Scripts for running RNA-seq preprocessing steps on a cluster using PBS job submission system. subread-featurecounts scripts are in the dcaf/ngs.rna-seq repository

submit00_fastqc.sh - FASTQC on raw FASTQ files
MultiQC commands to summarize QC reports generated by TrimGalore and STAR

multiqc --filename multiqc_01_trimmed.html --outdir multiqc_01_trimmed 01_trimmed/
multiqc --filename multiqc_02_STAR-align.html --outdir multiqc_02_STAR-align 02_STAR-align/

submit01_trimgalore.sh - Adapter trimming using TrimGalore
submit02_STAR-index.sh - Index the genome for the STAR aligner
submit02_STAR.sh - Align samples using STAR. Requires input01_toStarAlign.list text file with the list of input files, each string contains (comma-separated) file name(s), space separates first and second read pairs

CaSpER pipeline detecting CNVs from RNA-seq data

Dedicated repository with detailed instructions: mdozmorov/CaSpER_pipeline

submit05_BAFExtract-index.sh - indexing the genome for BAFExtract
submit05_BAFExtract.sh - BAFExtract run

Misc

RNAseq-workflow - A repository for setting up a RNAseq workflow.
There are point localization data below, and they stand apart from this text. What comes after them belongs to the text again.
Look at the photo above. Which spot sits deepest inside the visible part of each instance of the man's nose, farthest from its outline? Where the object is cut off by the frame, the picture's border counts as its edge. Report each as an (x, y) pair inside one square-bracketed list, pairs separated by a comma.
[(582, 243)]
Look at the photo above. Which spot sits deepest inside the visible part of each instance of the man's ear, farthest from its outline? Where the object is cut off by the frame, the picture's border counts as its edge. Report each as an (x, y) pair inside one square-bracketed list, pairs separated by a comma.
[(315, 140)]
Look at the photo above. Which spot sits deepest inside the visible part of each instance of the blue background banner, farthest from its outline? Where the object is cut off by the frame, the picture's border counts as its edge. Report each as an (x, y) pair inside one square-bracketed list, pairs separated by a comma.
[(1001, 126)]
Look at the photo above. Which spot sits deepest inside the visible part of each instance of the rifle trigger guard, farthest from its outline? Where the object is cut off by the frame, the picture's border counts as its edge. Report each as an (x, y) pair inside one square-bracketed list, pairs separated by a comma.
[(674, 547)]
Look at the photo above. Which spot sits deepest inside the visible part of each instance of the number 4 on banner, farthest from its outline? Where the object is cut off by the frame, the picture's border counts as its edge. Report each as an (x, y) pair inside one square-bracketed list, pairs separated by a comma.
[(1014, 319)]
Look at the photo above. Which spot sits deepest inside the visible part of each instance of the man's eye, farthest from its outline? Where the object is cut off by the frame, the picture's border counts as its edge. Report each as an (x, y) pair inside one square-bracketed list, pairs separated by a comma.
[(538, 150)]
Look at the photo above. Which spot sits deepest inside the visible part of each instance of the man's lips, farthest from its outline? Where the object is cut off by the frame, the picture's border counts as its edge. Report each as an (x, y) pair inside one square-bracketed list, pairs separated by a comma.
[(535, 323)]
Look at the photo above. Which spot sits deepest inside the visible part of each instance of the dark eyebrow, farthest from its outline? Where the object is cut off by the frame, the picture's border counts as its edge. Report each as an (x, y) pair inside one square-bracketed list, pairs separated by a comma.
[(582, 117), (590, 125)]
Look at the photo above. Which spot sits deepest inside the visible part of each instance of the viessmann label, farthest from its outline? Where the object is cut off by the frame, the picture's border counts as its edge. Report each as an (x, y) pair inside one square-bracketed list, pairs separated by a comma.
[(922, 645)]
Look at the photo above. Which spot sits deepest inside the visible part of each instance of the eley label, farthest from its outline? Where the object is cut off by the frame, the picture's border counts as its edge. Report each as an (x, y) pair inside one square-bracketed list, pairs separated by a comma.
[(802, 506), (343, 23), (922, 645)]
Detailed instructions and code for each analysis and visualization step.
DESeq results to pathways in 60 Seconds with the fgsea package, https://stephenturner.github.io/deseq-to-fgsea/
A Shiny app for visualizing DESeq2 results by Zuguang Gu. Tweet

Disclaimer

The code in this repository is provided "as is" without any warranty of any kind, express or implied. The author(s) of this code make no guarantees and assume no liability for the accuracy, completeness, or usefulness of this code, or for any damages that may arise from its use. By using this code, you agree to do so at your own risk.